春馬草輔(草を食べている馬?)、鈴子(鈴をつけている馬?)、村雲(村の上の雲?)、檜山(高級木材のヒノキがたくさん生えている山?)、谷山(谷があって山があって?)…みたいな(笑)。

番組HP、キャストと次回予告しか見たことがないので、ちょっとチェックしてみます。

投稿: リウ | 2010年5月16日 (日) 22時16分

リウさまの「おことわり」通りに、土曜の放送を見てから、こちらのblog拝読致しました。ヽ(´▽`)/

いつもながら、さすがのネタバレです。

放送を見て思ったのは、あまり感情を表に出さない村雲が、朋友ウォンが死ぬ時に感情をあらわにした場面で、今までの彼ら2人のつながりはどんなものだったのだろう?ということ。
この部分は、次回は既に最終回になってしまうので、描いてはもらえないのでしょうけれど、見てみたい気がしますね。

あと、春馬が膨大な量の情報の中から「左腕が切断された少年」を探しだすシーン。
とてもリアルな演出だったですね。ここまで表現したTVドラマはなかったのではないでしょうか。これは切り替えの早いカメラワークの力に依る部分も大きいと思いますが。

それから、春馬と鈴子が亡くなった妻(母)について旅をしながら語るシーンも良かったですね。「すりこぎ」の話や「血液型がO型」とか、とても自然な感じでしたね。

もう一つは、警察署長である谷山努さんですね。来週また新たな展開があるのでしょうか?
あと1回で終わりなのが、とっても残念です。まだまだ見ていたいですね。

「ハゲタカ」の大森さんにしても、今回のARATAさんにしても土曜ドラマの人材発掘力はすごいですね。
ARATAさんはモデル出身で映画「ピンポン」でスマイル役だったのですね。びっくりしました。

投稿: rabi | 2010年5月16日 (日) 22時43分

rabi様
コメント、ありがとうございます。

土曜ドラマだというのに、前日の金曜日に見てしまって(笑)、申し訳ございません…。

それにしても、このところのNHKドラマの豊作ぶりには、目を見張ります。
rabiサンご指摘のように、配役にしても、こんな逸材をどこから見つけてくるんだ?という感じですしね。

ウォンも、日本人の役者サンが、ヘンな中国人を演じている(笑)程度にしか思っていなかっただけに、最後のシーンには、やられました。
想像でしかないですが、たぶん悪いことをやっている同志の連帯感、みたいなものが、とりわけ村雲とウォンの間には強く存在していたんだろうな、というふうには、感じますよね。

ウォンに対する態度もそうですが、村雲には、夫に死なれた歌織にいくばくかの金を渡そうとか、やけに情に篤い部分がある気がします。
そのくせ、冷酷な部分も持ち合わせている、なんだか自己矛盾しているような、分裂気味な感じもします。

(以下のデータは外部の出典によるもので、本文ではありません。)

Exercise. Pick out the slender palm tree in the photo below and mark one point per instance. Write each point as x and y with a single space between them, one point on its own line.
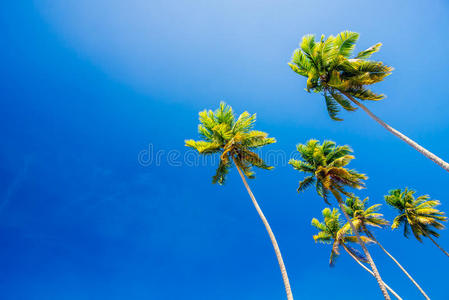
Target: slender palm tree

草輔と鈴子の軽口を交えた語らいは、母親がいた時よりも強くなった気がして、とてもいいシーンだった気がします。
草輔が、娘のムカつく態度に、あくまでまっすぐ向き合っていたのがよかったんでしょうね。
「さそり座でO型」、性格悪いのかなー?(笑)

ただ、すりこぎは、やっぱり、ヘンだと思うんですが…(笑)。